Past Solo Exhibition
AGAS Group Show: A World At Every Turn 14.01.2022 — 23.01.2022
Information
Event has ended
14 – 23 January 2022
About The Exhibition
STPI is pleased to present works by Pinaree Sanpitak in the AGAS Group Show: A World at Every Turn happening on Friday, 14 January. Born in 1961, Bangkok, Pinaree Sanpitak is one of the most established Thai conceptual artists of her generation. Her artistic practice revolves around the human body and form as a vessel of experience and perception.
A World at Every Turn brings together a selection of artworks from participating members of the Art Galleries Association Singapore (AGAS). The exhibition’s title parallels the physical experience of encountering these artworks within the space, while espousing the notion of the ‘completeness’ of each work of art in representing the unique perspectives gleaned from being present in the world. With the exhibition, the association reiterates its commitment to championing the promotion of art appreciation in the community, while reflecting the solidarity of AGAS members that dedicate themselves to managing, representing, and presenting their artists to the public here and abroad.
About the artist

Pinaree Sanpitak
Residencies in 2018, 2025
Pinaree Sanpitak (1961, born and based in Bangkok, Thailand) creates works that explores how the human body, shaped by its lived experiences, sensuously inhabits physical and metaphorical spaces.

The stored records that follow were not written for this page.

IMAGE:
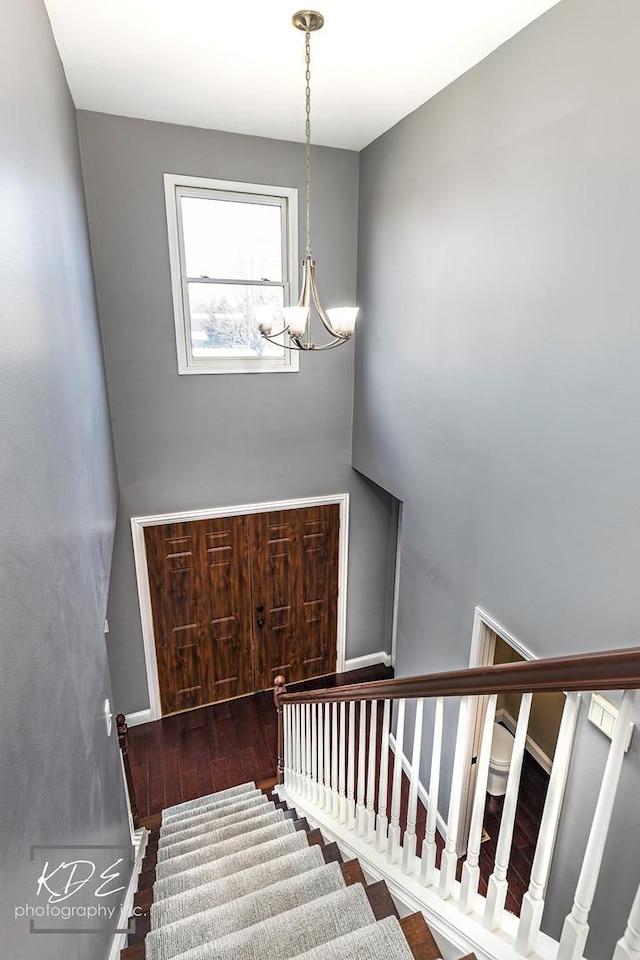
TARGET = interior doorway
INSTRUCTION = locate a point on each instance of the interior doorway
(493, 644)
(300, 545)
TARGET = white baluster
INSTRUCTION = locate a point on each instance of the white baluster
(298, 748)
(362, 748)
(308, 742)
(576, 927)
(471, 868)
(497, 886)
(286, 721)
(320, 726)
(382, 819)
(449, 861)
(314, 753)
(327, 758)
(303, 749)
(370, 828)
(335, 797)
(342, 763)
(533, 900)
(428, 864)
(393, 846)
(409, 840)
(628, 947)
(351, 768)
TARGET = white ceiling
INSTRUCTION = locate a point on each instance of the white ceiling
(239, 66)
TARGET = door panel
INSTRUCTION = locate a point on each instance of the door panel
(274, 588)
(295, 580)
(319, 590)
(199, 600)
(238, 600)
(225, 602)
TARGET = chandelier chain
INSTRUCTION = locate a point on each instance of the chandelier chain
(307, 127)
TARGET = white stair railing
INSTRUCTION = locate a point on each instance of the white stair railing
(576, 927)
(336, 770)
(628, 947)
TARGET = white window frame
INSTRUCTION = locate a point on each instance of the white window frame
(176, 186)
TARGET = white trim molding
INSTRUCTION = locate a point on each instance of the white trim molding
(368, 660)
(138, 718)
(119, 941)
(538, 754)
(138, 525)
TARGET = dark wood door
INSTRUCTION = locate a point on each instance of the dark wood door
(200, 593)
(295, 588)
(238, 600)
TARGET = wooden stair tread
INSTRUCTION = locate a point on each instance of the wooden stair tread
(414, 927)
(136, 952)
(352, 873)
(420, 939)
(380, 900)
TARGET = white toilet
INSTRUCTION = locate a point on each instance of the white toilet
(500, 760)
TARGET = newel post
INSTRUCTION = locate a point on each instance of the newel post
(278, 689)
(123, 742)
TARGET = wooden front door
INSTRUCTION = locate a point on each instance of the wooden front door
(238, 600)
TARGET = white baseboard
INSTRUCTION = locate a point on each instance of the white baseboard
(119, 941)
(503, 716)
(423, 796)
(369, 660)
(135, 719)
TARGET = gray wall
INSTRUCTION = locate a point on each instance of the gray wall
(60, 779)
(499, 231)
(187, 442)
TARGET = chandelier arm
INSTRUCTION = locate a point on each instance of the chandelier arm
(273, 336)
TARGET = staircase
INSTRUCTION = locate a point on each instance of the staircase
(236, 875)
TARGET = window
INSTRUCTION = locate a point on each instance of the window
(232, 248)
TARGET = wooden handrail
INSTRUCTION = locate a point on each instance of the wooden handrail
(610, 670)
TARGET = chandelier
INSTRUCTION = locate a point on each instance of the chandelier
(339, 322)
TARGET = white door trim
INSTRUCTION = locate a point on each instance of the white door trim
(138, 525)
(485, 630)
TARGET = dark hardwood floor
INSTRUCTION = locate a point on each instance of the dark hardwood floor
(191, 754)
(533, 790)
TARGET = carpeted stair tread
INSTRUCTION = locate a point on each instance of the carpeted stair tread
(204, 833)
(225, 889)
(178, 824)
(172, 939)
(177, 809)
(226, 841)
(383, 940)
(296, 931)
(213, 808)
(273, 842)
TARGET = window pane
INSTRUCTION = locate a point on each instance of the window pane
(223, 322)
(230, 239)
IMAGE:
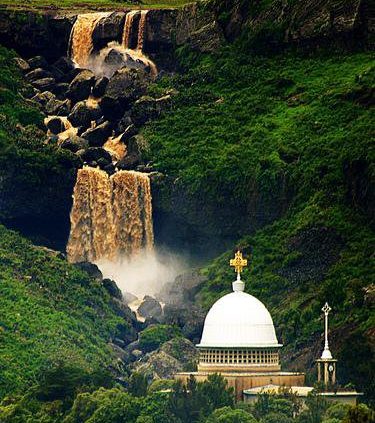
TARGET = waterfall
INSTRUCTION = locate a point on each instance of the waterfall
(132, 212)
(111, 217)
(81, 44)
(141, 30)
(126, 39)
(128, 28)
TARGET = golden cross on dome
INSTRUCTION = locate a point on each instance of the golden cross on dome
(238, 263)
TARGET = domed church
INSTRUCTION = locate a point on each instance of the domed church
(240, 343)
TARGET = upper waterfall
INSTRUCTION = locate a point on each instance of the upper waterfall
(81, 43)
(111, 217)
(127, 52)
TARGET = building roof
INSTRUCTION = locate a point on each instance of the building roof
(300, 391)
(238, 320)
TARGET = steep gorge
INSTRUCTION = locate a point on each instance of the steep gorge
(252, 140)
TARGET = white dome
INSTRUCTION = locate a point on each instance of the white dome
(238, 320)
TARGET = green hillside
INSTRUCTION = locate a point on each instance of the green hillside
(246, 126)
(51, 314)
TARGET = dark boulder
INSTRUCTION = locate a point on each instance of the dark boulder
(74, 144)
(98, 136)
(56, 125)
(45, 84)
(22, 64)
(90, 268)
(82, 114)
(124, 123)
(133, 156)
(42, 98)
(57, 74)
(100, 86)
(189, 317)
(72, 74)
(110, 169)
(61, 89)
(80, 87)
(150, 308)
(109, 28)
(147, 108)
(64, 64)
(129, 297)
(38, 62)
(181, 349)
(38, 73)
(130, 132)
(94, 154)
(112, 288)
(129, 162)
(125, 86)
(58, 107)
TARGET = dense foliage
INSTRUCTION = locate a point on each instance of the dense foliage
(30, 169)
(197, 402)
(53, 319)
(245, 128)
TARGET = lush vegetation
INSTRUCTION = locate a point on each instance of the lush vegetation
(31, 169)
(197, 402)
(53, 316)
(246, 126)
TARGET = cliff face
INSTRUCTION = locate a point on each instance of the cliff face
(204, 26)
(298, 22)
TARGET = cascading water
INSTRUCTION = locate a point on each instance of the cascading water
(132, 212)
(81, 47)
(128, 28)
(141, 30)
(81, 44)
(111, 217)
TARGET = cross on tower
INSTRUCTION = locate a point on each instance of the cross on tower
(326, 364)
(238, 263)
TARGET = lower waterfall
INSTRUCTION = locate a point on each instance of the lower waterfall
(111, 217)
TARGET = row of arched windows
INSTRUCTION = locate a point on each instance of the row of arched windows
(232, 356)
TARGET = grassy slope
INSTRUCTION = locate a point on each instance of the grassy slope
(242, 121)
(30, 169)
(49, 312)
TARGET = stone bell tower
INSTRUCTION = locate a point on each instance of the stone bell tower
(326, 363)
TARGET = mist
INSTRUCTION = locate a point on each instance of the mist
(146, 273)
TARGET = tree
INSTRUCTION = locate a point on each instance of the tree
(230, 415)
(63, 380)
(138, 384)
(360, 414)
(155, 409)
(316, 407)
(336, 411)
(276, 418)
(195, 401)
(104, 406)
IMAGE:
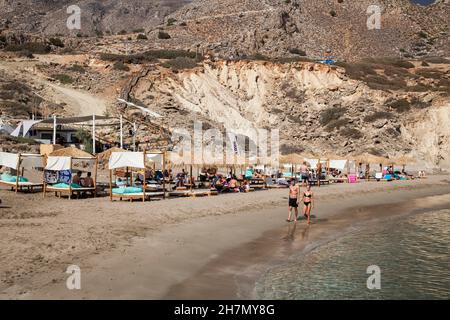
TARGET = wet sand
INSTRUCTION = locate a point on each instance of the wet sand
(206, 248)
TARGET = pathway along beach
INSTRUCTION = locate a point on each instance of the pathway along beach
(203, 248)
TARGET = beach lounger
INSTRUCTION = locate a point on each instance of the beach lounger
(194, 193)
(29, 186)
(70, 192)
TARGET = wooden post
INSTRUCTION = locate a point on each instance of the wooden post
(164, 178)
(319, 172)
(144, 184)
(110, 184)
(190, 175)
(44, 183)
(17, 172)
(71, 179)
(95, 176)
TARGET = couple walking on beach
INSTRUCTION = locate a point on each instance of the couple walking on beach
(295, 197)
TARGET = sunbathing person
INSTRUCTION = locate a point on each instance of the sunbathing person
(308, 203)
(77, 178)
(88, 182)
(233, 184)
(294, 191)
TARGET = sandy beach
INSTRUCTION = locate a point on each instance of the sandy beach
(204, 248)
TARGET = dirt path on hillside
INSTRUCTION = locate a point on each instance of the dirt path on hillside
(78, 102)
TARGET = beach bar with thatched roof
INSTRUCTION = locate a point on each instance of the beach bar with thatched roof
(59, 170)
(20, 162)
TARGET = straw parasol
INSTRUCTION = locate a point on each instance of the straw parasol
(105, 155)
(292, 158)
(403, 160)
(368, 158)
(71, 152)
(331, 156)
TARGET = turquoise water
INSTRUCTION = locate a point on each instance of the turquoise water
(412, 253)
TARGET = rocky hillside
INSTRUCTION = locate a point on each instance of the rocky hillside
(317, 108)
(98, 17)
(320, 29)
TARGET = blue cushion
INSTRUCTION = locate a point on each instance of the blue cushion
(127, 190)
(66, 186)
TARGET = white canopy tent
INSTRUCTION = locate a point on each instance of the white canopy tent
(66, 163)
(133, 160)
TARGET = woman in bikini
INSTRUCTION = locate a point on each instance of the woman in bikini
(294, 191)
(308, 203)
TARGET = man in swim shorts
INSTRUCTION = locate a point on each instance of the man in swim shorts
(294, 192)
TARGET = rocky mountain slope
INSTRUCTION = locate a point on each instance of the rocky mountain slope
(317, 108)
(322, 29)
(110, 16)
(241, 65)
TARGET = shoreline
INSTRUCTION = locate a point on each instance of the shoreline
(174, 259)
(299, 240)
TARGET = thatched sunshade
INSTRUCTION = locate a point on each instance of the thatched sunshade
(368, 158)
(72, 152)
(403, 160)
(292, 158)
(105, 155)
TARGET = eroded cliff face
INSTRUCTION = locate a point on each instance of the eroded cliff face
(431, 133)
(317, 108)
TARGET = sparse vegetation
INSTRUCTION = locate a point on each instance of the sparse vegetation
(57, 42)
(422, 34)
(148, 56)
(33, 47)
(180, 63)
(119, 65)
(400, 105)
(163, 35)
(337, 124)
(171, 21)
(63, 78)
(77, 68)
(351, 133)
(436, 60)
(297, 52)
(377, 116)
(331, 114)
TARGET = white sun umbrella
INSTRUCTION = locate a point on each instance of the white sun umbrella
(143, 109)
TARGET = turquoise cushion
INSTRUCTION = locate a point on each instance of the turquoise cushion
(21, 179)
(66, 186)
(127, 190)
(6, 177)
(9, 178)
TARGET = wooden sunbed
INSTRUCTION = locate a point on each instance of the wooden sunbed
(193, 193)
(29, 186)
(338, 180)
(70, 191)
(136, 196)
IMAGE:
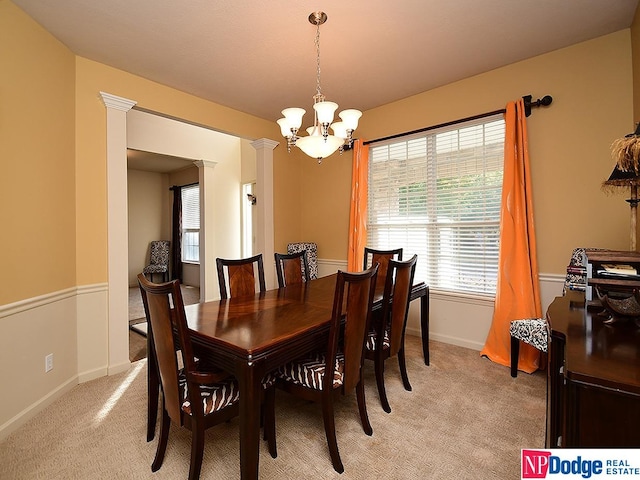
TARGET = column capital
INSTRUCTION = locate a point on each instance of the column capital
(205, 163)
(119, 103)
(264, 143)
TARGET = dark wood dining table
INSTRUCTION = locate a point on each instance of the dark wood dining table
(250, 336)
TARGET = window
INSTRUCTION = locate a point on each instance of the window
(437, 194)
(191, 224)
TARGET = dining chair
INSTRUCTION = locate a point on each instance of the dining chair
(337, 371)
(386, 334)
(312, 255)
(292, 268)
(241, 276)
(158, 259)
(373, 256)
(191, 396)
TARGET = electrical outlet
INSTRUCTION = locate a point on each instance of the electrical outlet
(48, 363)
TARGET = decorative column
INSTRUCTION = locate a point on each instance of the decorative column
(117, 232)
(208, 275)
(264, 193)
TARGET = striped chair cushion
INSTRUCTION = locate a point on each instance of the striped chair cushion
(371, 341)
(533, 331)
(214, 397)
(309, 372)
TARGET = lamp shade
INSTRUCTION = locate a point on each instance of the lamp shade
(284, 127)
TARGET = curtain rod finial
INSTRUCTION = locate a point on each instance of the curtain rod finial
(528, 104)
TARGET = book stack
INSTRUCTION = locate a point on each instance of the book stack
(576, 278)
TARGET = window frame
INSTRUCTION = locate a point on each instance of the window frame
(476, 207)
(190, 223)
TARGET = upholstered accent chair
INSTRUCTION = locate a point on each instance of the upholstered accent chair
(535, 331)
(292, 268)
(372, 255)
(240, 276)
(312, 255)
(337, 370)
(196, 396)
(158, 260)
(386, 334)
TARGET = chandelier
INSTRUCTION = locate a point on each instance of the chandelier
(319, 143)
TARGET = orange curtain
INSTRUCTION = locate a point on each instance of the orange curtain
(358, 211)
(518, 292)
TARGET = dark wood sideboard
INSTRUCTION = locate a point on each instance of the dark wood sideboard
(593, 378)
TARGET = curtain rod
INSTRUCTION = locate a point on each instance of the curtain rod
(528, 104)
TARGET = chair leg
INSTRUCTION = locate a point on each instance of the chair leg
(402, 363)
(197, 451)
(382, 393)
(515, 352)
(162, 441)
(330, 431)
(362, 407)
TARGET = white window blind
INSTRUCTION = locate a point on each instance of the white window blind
(437, 194)
(191, 224)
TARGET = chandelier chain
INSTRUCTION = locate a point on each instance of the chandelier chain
(317, 42)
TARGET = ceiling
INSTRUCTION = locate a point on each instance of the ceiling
(258, 56)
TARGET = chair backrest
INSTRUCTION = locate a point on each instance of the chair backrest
(159, 252)
(352, 301)
(241, 276)
(292, 268)
(165, 312)
(373, 256)
(395, 302)
(312, 255)
(576, 278)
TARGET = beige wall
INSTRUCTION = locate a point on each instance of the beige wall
(591, 84)
(635, 45)
(38, 159)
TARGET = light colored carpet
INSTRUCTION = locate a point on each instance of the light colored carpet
(466, 418)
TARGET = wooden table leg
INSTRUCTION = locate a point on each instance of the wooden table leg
(250, 390)
(424, 325)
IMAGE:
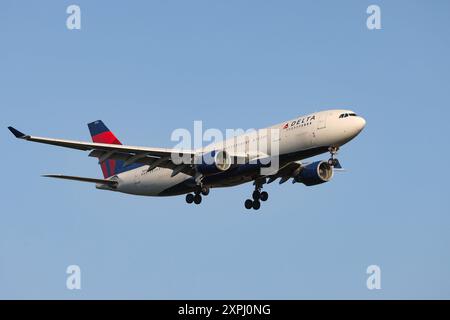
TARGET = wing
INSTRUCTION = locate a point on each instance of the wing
(154, 157)
(110, 183)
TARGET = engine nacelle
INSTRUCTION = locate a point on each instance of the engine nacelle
(214, 162)
(315, 173)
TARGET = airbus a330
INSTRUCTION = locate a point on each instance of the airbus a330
(153, 172)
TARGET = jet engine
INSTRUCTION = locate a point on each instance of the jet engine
(214, 162)
(315, 173)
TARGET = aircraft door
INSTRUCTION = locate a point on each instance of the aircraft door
(322, 121)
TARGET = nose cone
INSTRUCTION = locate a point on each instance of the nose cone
(360, 123)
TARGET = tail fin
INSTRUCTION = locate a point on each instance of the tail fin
(101, 134)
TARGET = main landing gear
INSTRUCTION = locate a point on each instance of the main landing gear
(257, 196)
(197, 196)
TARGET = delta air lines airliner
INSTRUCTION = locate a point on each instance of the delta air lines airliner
(158, 172)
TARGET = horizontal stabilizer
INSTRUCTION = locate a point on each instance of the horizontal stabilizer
(110, 183)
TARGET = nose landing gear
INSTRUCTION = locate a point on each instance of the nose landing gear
(197, 196)
(332, 161)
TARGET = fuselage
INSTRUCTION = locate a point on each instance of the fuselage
(296, 140)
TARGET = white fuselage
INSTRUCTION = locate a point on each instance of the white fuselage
(298, 139)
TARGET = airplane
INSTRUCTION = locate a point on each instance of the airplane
(154, 172)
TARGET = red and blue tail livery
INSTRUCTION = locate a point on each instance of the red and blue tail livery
(101, 134)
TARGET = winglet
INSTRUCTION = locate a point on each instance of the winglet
(17, 133)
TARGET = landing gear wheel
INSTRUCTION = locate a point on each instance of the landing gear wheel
(197, 199)
(204, 191)
(248, 204)
(264, 196)
(189, 198)
(256, 204)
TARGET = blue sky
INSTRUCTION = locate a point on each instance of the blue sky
(149, 67)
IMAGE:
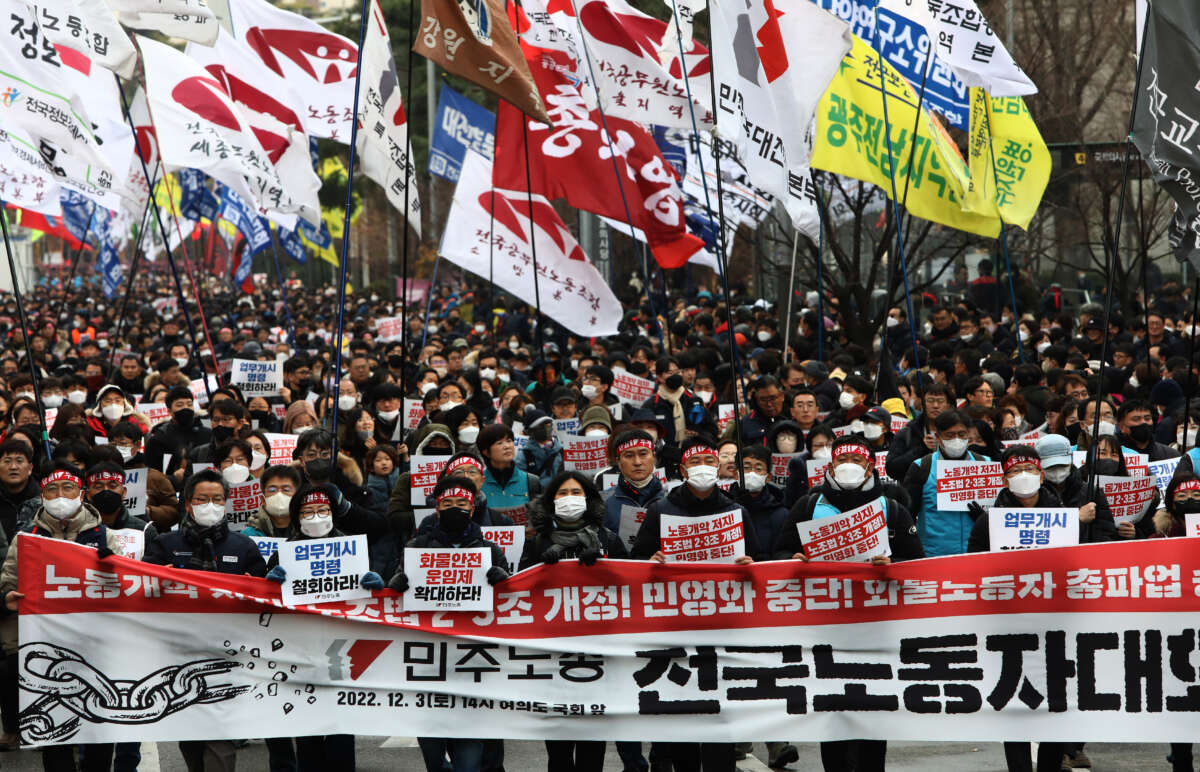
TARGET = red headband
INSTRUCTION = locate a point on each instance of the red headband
(697, 450)
(61, 476)
(637, 442)
(1017, 460)
(465, 461)
(853, 448)
(460, 492)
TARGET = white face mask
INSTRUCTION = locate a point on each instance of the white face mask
(570, 508)
(63, 508)
(849, 474)
(235, 473)
(207, 515)
(317, 527)
(702, 478)
(277, 504)
(755, 482)
(1025, 484)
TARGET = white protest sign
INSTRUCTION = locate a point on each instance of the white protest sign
(510, 539)
(423, 477)
(257, 378)
(132, 542)
(1128, 497)
(959, 483)
(244, 500)
(321, 570)
(448, 580)
(1031, 528)
(858, 534)
(136, 491)
(585, 454)
(712, 538)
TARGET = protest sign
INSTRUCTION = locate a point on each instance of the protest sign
(136, 491)
(448, 580)
(424, 473)
(959, 483)
(585, 454)
(244, 500)
(1128, 497)
(257, 378)
(858, 534)
(1030, 528)
(321, 570)
(712, 538)
(510, 539)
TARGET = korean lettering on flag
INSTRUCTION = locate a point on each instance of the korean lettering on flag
(712, 538)
(1029, 528)
(321, 570)
(448, 580)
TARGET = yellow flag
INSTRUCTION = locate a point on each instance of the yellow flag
(1023, 162)
(850, 141)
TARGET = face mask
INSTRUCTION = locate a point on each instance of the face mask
(1057, 474)
(755, 482)
(454, 520)
(849, 474)
(570, 508)
(235, 473)
(208, 515)
(954, 448)
(702, 478)
(64, 508)
(317, 527)
(1025, 484)
(277, 504)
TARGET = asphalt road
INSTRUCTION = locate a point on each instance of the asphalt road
(391, 754)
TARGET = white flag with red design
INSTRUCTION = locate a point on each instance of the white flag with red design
(573, 292)
(383, 147)
(318, 64)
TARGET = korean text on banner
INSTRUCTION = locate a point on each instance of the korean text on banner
(1129, 497)
(321, 570)
(713, 538)
(448, 580)
(1031, 528)
(960, 483)
(257, 378)
(424, 473)
(858, 534)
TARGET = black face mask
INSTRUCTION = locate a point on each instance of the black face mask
(107, 502)
(185, 417)
(454, 520)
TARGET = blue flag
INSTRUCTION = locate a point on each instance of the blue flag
(461, 124)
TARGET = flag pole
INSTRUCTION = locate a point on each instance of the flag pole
(346, 222)
(24, 328)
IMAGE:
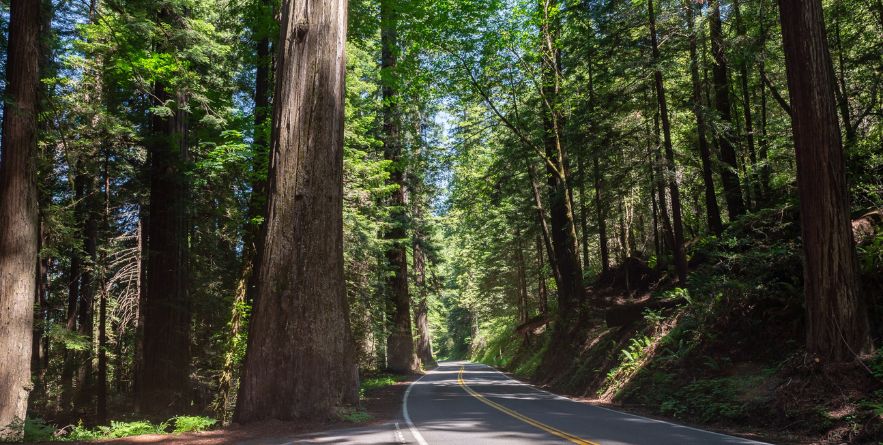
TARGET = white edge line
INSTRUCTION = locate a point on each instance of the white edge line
(558, 396)
(413, 428)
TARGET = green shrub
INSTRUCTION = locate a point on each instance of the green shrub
(37, 430)
(192, 424)
(355, 416)
(117, 430)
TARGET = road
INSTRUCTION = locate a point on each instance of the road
(472, 404)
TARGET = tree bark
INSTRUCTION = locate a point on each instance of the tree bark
(729, 169)
(601, 214)
(754, 189)
(401, 357)
(837, 316)
(18, 215)
(166, 309)
(570, 289)
(257, 208)
(712, 211)
(87, 292)
(301, 355)
(541, 279)
(421, 312)
(670, 167)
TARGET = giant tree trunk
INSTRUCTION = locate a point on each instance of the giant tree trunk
(670, 167)
(729, 167)
(87, 292)
(421, 312)
(541, 279)
(75, 271)
(600, 213)
(301, 358)
(570, 288)
(712, 211)
(400, 343)
(166, 307)
(837, 317)
(257, 207)
(18, 215)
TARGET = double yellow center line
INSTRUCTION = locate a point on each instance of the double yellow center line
(535, 423)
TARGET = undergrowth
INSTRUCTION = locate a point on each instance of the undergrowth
(38, 430)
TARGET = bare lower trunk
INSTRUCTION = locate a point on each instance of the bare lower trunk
(836, 311)
(401, 357)
(670, 167)
(712, 211)
(18, 216)
(164, 376)
(729, 167)
(421, 312)
(301, 355)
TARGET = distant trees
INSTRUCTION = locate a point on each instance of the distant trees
(166, 304)
(836, 312)
(400, 355)
(18, 215)
(300, 361)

Working across painting, printmaking, drawing, sculpture and collaborative culinary art, she is part of the generation of Thai contemporary artists that pioneered the use of mixed media multimedia and conceptual approaches in the 1980s and 1990s.
Influenced by her own journey of motherhood, Sanpitak is best known for abstracting the female form into elemental parts such as vessels, eggs and curvatures. The female breast, in particular, is a recurring motif. Coined as the ‘breast-stupa’, the form of the vessel and mound simultaneously resembles a Buddhist shrine and an alms bowl. This reorients the viewer’s perception of the female body through combining ideas of the sacred and the sexualised. In Noon-nom (2001–2002), an interactive installation with a title that means both “support” and “breast milk” in Thai, the artist invites viewers to rest within a sea of soft, flesh-toned breast-stupa sculptures. The work references Buddha’s ability to multiply himself a thousandfold, bringing together associations to the spiritual and bodily, the sensitive and playful.
Sanpitak obtained her BFA at the University of Tsukuba, Ibaraki in 1986. Her work can be found in major collections worldwide including the Los Angeles County Museum of Art,; Nasher Museum of Art, Durham; Toledo Museum of Art; Asian Art Museum, San Francisco; Queensland Art Gallery, Brisbane; Museum of Contemporary Art, Tokyo; Fukuoka Asian Art Museum; Singapore Art Museum; and the Ministry of Culture, Thailand.
Notable exhibitions include Ocean in Us (2024), Kaohsiung Museum of Fine Art, Kaohsiung; Connecting Bodies (2024), National Museum of Modern and Contemporary Art, Seoul; Wild (2024), Metropolitan Museum of Manila, Manila; New Large Scale Artworks (2023), Asian Art Museum, San Francisco; Collection 1: Vessels (2022), 21st Century Museum of Contemporary Art, Kanazawa; The House is Crumbling (2018), National Gallery Singapore; and Problem-Wisdom (2017), Queensland Art Gallery and Gallery of Modern Art, Brisbane. The artist has also participated in major international festivals including CHAOS : CALM (2022), 4th Bangkok Art Biennale; The Milk of Dreams (2022), 59th Venice Biennale, Venice; Restoration of the Sea (2019), 4th Setouchi Triennale, Honjima; JIWA (2017), 17th Jakarta Biennale; All Our Relations (2012): 18th Biennale of Sydney; So Close Yet So Far Away (2009), 2nd Incheon Women Artists’ Biennale; Expenditure (2008), 4th Busan Biennale; Art Circus (2005), 2nd Yokohama Triennale.
The artist has had two residencies at the STPI Workshop in 2018 and 2025; the former culminated in the exhibition Fragmented Bodies: The Personal and the Public (2019).